THe social security "trust fund" got raided and filled with a bunch of worthless IOU's that will never be paid back.  The discussion has changed to SS is going to have a shortfall - not we spent it and will pay you back, rather, we will not be able to pay you back all that is owed you - make other plans.  Yes I got a letter to that effect.  Like you will get 70% of what you should.  THey went after and got gvmt and mil pensions recently.  our local state gvmt raided 50% of tracher pensions recently again with worthless IOU's that will never be paid back and yes, they have been eying and talking about doing the same to 401's in recent years.  They are a pack of thieves stealing all they can before the ponzi scheme collapses.

-t

----------


## thoughtomator

A lot of safety deposit boxes have ALREADY been robbed by DHS. Check yours, if you haven't in a while - you might be surprised to find things aren't as you left them.

----------


## LibForestPaul

> Computer bits are only worth something if you can convert them into something of value.  Taking said bits and selling them on a market that would have no value is pointless.  
> 
> Especially when you add in that they can just print more.  No reason to tick off the public at large when you have a way to "create" trillions without all but a few even caring.


It's for the elderly, poor, yaddi yaddi, damn rich people. Theres your reason.

----------


## RJB

They are already stealing 401Ks through inflation.

----------


## osan

> Computer bits are only worth something if you can convert them into something of value.  Taking said bits and selling them on a market that would have no value is pointless.


Agreed, but that does not mean there cannot be a progression of steps.  If the retirement accounts are taken at a time where they still have value, then they may be converted into things of value to Themme.  Once that process is completed to whatever degree desired or achievable, one moves to the gold.  I'm not saying this is how it would happen, but that it is a plausible course.
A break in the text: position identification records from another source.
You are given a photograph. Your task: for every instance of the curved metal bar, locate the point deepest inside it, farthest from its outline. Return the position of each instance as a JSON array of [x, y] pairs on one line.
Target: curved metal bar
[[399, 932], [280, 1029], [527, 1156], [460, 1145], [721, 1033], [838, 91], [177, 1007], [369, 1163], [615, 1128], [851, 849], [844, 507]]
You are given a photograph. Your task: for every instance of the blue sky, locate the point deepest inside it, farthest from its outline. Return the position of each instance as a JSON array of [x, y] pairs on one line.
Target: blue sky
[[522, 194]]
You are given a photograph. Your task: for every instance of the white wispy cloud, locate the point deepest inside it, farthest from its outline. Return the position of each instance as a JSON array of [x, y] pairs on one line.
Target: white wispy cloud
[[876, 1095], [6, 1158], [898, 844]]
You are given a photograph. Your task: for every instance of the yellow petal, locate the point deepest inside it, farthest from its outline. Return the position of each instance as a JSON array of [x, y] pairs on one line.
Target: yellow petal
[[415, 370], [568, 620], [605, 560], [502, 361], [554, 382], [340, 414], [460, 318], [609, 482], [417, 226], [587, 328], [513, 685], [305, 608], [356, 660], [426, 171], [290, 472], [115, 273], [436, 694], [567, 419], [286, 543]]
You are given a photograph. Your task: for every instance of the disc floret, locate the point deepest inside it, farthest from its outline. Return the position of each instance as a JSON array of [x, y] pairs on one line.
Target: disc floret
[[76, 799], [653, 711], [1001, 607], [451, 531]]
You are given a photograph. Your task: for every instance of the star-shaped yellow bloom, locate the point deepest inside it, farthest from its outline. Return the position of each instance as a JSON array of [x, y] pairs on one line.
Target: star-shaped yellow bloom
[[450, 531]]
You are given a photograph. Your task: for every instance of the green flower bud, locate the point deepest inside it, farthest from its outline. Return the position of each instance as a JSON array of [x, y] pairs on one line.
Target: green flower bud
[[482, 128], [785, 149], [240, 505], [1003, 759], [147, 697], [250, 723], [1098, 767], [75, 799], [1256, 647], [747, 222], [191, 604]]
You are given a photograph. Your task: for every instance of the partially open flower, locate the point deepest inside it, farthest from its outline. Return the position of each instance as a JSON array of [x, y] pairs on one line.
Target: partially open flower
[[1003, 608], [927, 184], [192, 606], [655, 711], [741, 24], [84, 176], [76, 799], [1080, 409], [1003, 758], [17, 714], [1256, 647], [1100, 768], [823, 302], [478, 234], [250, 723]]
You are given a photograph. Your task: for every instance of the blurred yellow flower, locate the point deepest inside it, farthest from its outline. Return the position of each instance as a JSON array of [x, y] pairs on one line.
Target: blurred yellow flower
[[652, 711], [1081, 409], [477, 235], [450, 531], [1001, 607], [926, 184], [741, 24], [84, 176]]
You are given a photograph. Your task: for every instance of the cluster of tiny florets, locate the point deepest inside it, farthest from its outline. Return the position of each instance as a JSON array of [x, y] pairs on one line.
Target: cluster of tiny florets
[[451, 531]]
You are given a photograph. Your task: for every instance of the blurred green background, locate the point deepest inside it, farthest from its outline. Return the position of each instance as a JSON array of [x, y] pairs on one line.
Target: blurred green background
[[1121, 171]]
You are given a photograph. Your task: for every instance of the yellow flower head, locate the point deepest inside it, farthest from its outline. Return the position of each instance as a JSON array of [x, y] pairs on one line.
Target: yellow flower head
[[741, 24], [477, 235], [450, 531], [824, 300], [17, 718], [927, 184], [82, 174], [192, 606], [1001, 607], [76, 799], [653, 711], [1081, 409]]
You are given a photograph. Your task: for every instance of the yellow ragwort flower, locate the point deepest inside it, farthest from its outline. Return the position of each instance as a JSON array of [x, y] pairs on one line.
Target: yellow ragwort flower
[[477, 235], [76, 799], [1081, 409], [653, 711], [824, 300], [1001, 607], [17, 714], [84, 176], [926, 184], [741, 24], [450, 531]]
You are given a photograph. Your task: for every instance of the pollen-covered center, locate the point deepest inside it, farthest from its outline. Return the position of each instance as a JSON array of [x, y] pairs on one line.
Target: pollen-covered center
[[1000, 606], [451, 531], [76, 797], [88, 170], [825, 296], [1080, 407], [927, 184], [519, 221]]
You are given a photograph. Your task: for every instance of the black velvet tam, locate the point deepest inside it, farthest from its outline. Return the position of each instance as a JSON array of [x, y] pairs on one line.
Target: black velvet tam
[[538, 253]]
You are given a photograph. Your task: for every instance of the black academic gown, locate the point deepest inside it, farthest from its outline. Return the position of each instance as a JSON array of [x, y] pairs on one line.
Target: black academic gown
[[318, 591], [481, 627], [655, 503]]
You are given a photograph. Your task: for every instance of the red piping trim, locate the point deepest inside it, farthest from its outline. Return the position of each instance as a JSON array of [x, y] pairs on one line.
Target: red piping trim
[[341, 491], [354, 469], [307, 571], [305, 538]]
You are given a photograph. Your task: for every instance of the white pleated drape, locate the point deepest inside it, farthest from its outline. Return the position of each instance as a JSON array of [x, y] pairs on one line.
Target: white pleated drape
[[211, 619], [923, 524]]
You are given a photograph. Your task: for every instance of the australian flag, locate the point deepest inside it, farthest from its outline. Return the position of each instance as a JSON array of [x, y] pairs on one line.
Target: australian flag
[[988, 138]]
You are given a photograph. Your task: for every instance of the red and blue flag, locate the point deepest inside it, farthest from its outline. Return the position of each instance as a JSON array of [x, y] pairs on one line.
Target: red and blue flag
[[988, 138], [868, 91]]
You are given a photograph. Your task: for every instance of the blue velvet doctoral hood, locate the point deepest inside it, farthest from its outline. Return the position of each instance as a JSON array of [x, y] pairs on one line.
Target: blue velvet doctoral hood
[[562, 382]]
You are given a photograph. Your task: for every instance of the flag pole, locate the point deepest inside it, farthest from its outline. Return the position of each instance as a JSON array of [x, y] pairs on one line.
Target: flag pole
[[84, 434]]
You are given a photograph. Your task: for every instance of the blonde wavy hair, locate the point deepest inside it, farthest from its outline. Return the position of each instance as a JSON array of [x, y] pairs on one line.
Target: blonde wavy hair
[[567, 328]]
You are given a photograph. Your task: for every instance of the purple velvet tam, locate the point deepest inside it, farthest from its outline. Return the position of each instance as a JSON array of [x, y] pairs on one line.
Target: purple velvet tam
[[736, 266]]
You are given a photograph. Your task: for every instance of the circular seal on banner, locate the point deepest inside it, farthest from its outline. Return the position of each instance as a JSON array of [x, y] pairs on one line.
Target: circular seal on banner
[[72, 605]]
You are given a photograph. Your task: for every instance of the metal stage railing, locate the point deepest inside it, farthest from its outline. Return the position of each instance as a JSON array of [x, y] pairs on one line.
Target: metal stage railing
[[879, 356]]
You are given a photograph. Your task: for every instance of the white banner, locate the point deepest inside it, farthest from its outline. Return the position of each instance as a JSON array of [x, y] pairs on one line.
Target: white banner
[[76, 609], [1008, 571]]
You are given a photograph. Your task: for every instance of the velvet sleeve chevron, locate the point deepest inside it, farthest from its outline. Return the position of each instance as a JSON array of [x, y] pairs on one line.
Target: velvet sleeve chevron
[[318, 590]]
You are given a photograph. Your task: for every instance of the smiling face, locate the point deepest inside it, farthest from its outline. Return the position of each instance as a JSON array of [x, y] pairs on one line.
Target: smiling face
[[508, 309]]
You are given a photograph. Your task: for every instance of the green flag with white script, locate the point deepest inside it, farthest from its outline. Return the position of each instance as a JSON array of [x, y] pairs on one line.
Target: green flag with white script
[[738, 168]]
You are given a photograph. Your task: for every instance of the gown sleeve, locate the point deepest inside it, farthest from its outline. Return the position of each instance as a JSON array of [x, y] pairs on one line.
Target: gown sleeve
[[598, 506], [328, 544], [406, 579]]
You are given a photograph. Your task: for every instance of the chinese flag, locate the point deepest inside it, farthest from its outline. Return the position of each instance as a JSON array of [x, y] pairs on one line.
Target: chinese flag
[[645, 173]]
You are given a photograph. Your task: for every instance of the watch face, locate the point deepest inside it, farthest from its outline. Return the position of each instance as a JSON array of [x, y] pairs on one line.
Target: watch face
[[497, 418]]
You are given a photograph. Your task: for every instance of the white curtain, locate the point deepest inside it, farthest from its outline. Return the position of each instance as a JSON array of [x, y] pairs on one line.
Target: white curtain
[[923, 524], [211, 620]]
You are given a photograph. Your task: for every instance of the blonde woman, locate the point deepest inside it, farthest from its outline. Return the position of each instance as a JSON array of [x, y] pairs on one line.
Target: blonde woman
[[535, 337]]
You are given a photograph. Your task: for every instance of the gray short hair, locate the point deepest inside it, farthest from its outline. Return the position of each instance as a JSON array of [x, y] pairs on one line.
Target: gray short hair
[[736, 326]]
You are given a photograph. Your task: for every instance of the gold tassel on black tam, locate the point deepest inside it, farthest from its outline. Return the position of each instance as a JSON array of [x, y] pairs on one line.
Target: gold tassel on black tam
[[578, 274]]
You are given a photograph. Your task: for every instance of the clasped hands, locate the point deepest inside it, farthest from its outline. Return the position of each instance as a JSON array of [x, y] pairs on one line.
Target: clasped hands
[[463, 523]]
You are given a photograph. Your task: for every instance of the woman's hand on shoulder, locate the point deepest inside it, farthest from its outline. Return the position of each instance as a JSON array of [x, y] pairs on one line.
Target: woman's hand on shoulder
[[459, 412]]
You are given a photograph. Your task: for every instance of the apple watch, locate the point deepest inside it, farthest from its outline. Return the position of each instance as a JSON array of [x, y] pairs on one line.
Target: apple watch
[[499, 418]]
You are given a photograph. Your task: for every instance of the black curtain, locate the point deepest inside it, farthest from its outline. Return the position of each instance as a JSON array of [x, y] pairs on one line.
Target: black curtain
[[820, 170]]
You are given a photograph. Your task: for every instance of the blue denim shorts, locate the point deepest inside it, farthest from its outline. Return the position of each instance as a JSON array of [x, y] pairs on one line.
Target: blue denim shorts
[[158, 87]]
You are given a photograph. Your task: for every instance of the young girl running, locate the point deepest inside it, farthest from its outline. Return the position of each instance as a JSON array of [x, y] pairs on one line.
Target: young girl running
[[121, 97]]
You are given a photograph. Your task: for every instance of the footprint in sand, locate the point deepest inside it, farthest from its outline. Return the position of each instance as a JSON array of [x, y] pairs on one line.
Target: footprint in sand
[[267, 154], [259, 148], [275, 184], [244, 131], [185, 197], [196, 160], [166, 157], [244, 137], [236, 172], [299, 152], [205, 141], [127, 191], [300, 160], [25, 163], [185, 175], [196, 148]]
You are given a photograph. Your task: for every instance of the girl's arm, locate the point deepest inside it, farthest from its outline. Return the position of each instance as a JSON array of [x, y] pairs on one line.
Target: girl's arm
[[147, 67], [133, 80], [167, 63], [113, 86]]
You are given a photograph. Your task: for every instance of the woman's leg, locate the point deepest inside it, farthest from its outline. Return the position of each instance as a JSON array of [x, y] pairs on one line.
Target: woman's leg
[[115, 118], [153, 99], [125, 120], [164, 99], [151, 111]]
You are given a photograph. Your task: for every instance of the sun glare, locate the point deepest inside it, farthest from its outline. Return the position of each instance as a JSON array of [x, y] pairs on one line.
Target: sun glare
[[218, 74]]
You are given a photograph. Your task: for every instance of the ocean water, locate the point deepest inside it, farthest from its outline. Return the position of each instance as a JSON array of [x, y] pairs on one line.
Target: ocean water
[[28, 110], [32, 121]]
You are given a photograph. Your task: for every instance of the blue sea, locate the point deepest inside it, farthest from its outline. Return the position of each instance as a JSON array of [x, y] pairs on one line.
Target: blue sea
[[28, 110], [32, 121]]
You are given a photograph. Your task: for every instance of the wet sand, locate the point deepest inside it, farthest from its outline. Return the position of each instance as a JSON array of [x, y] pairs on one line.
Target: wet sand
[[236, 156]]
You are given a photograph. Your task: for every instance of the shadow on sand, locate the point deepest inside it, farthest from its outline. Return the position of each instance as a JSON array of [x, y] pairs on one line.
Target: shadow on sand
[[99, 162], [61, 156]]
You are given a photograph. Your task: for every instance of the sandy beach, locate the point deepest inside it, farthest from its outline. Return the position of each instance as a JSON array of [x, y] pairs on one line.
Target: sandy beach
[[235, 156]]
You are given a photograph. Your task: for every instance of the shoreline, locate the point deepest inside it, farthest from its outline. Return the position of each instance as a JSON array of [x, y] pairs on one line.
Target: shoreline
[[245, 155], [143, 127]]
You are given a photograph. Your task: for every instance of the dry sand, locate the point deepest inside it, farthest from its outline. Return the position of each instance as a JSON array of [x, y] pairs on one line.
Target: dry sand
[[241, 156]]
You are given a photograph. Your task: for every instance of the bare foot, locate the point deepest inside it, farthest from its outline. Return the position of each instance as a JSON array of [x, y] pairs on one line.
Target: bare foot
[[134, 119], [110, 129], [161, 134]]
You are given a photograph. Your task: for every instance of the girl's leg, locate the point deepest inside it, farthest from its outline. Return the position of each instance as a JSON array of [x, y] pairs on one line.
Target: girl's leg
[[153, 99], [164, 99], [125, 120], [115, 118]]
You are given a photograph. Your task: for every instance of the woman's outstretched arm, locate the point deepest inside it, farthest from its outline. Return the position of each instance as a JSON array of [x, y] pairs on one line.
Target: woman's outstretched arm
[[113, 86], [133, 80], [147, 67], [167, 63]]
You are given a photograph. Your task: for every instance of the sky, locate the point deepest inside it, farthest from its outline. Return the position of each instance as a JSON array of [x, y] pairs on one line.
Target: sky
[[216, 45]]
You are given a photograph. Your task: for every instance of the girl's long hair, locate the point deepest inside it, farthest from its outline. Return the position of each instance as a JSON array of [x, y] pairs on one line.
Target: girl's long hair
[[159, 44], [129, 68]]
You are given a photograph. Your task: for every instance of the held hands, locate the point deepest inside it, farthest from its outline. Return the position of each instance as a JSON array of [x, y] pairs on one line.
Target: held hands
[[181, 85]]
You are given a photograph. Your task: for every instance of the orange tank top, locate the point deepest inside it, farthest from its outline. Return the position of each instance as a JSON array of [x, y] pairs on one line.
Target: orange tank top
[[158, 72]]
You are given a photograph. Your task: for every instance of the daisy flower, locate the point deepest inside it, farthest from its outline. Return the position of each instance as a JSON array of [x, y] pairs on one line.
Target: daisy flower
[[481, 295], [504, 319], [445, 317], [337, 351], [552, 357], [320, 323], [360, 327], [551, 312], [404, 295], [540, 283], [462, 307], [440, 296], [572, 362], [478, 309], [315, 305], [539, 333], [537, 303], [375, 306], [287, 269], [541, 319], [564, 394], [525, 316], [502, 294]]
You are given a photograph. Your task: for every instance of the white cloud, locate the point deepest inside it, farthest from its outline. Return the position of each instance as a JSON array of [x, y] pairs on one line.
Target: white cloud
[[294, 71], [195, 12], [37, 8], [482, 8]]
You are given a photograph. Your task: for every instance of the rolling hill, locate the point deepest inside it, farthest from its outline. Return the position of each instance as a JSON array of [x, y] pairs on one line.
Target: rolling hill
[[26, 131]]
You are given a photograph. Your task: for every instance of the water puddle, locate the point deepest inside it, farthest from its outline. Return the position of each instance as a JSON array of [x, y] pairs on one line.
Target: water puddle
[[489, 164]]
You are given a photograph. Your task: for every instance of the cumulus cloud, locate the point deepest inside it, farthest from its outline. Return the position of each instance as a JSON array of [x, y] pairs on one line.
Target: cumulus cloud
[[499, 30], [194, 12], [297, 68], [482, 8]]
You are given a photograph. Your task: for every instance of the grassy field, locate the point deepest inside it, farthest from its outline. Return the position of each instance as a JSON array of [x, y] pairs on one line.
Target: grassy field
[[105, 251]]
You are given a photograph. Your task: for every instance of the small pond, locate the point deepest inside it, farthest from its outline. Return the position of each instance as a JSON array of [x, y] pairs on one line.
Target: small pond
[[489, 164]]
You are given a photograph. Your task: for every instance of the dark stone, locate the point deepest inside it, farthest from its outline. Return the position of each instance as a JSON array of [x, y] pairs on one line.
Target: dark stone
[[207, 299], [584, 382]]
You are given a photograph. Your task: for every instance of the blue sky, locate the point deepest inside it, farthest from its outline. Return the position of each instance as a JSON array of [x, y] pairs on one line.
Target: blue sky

But as you point out, if the accounts fall to zero value, the net effect is the same as that of confiscation, from the standpoint of the owners.  Whatever the actual chain of events, the salient effective result for Themme will be the stripping away of economic power from the mundane.kj




> Especially when you add in that they can just print more.  No reason to tick off the public at large when you have a way to "create" trillions without all but a few even caring.


 Valid point.

----------


## LibertyEagle

I think they will come for the 401Ks.  I think they will nationalize them.  You know, to keep it safe for ya.  Once they do that, they will raid the coffers, as usual.

----------


## willwash

> I agree, except that since so many more people own 401Ks, politicians might fear getting kicked out of office. People that own gold are a much, much smaller minority. But the idea of physically going into safety deposit boxes sounds more drastic than electronically trimming some money out of everyone's 401K. It would be hard to put a positive spin on government agents busting into banks like that.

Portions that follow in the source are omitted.